Sorry this has taken so long, but I’ve had so many other things to take care of regarding this venue, including approvals, VSSes, regional histories, etc.

Suffice it to say, here is the last part of this little bit of story. More stories will come soon, but this snippet ends with this one. I’d love comments.

The passageway was cold. Cold and dark. Cold, dark, and filled with tiny, biting bugs that continued to bite me all over. And they bit. Hard.

Anyway, itching like crazy and wishing I knew the details of Contracts dealing with insects, I sat and waited. I didn’t expect that he would attempt an escape this near to his last one, nor did I have any clue how he managed to pull free of the St. Peter’s Cross, but when the commotion started and word of Gaius Arctorus’s escape spread through the villa, I realized he would need a little more help.
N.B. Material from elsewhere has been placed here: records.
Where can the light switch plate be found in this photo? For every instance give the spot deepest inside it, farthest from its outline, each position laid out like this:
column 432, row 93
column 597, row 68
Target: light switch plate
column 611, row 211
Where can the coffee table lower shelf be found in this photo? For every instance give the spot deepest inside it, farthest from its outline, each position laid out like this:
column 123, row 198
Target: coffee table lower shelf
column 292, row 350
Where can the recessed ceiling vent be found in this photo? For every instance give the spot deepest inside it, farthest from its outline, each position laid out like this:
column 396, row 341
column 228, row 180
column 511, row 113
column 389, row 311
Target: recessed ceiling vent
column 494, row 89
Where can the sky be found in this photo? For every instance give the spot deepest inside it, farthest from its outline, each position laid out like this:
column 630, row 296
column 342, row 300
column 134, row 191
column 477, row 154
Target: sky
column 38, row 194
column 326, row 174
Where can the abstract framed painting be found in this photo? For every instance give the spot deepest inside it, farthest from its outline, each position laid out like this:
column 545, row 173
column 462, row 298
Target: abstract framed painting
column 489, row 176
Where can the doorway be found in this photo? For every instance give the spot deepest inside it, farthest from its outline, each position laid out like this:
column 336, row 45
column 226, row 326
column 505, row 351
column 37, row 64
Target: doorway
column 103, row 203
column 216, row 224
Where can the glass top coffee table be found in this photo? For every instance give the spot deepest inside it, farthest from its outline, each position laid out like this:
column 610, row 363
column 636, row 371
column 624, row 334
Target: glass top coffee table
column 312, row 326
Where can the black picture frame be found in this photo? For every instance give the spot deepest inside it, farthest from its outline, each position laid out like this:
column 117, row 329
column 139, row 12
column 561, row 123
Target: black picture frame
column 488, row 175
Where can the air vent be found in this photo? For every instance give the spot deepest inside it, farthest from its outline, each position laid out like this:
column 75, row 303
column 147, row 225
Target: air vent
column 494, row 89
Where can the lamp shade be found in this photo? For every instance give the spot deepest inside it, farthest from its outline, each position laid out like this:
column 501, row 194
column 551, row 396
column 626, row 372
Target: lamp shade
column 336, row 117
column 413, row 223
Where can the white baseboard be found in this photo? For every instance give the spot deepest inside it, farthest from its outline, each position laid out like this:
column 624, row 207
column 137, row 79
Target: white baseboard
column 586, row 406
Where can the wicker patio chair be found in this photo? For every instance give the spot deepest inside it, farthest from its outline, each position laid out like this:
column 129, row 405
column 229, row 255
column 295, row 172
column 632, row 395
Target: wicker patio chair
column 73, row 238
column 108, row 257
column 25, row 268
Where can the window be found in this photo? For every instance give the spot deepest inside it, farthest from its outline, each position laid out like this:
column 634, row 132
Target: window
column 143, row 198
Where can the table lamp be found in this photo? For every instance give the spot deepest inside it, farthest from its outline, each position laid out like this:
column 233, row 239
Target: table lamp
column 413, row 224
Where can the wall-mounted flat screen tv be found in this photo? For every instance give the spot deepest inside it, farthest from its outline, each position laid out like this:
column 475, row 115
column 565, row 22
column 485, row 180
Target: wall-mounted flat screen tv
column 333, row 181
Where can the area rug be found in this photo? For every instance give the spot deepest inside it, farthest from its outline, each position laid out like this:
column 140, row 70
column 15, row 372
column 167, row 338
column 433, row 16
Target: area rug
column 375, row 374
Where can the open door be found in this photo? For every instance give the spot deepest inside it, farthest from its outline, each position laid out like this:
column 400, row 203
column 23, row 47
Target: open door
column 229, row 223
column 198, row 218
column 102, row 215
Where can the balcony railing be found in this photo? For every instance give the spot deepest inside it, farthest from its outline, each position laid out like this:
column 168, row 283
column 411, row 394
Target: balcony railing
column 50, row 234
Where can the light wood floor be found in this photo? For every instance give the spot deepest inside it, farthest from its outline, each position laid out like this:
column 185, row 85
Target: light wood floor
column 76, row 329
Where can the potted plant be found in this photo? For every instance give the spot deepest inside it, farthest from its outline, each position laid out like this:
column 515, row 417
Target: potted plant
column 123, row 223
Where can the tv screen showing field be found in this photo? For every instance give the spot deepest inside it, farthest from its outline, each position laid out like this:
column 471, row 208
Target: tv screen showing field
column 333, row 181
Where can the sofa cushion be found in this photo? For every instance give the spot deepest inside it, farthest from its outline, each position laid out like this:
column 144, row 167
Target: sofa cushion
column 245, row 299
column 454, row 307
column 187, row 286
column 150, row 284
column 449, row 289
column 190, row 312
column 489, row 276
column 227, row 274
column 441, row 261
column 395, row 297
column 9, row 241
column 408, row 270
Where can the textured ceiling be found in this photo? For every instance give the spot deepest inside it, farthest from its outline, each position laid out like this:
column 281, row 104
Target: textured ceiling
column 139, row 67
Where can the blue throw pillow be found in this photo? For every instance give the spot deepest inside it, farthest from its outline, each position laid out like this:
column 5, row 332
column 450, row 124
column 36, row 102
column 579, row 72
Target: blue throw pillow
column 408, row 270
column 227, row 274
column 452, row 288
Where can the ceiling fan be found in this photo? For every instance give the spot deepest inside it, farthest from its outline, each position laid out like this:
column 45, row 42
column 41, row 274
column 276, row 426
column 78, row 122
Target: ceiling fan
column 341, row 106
“Pet,” Lady Violet said, rousing me from my a pleasant dream I was having on the small animal bed she always made me sleep on at the foot of her own. I groggily looked up into those deep, purple eyes, and for a minute I thought I was back in the hospital, given a second chance by some quirk of time and fate to resist this time, to fight back and not let her take me. And again, before I realized where I was, I chose to go with her.

The click of the chain being attached to my collar and the sharp tug dragged me out of my revere and back to reality. We were in Marcus Julius Draconis’s villa, the torture session hadn’t gone very well, and both Lady Violet and I were in a certain amount of danger from the show I put on that afternoon. And something else was going on.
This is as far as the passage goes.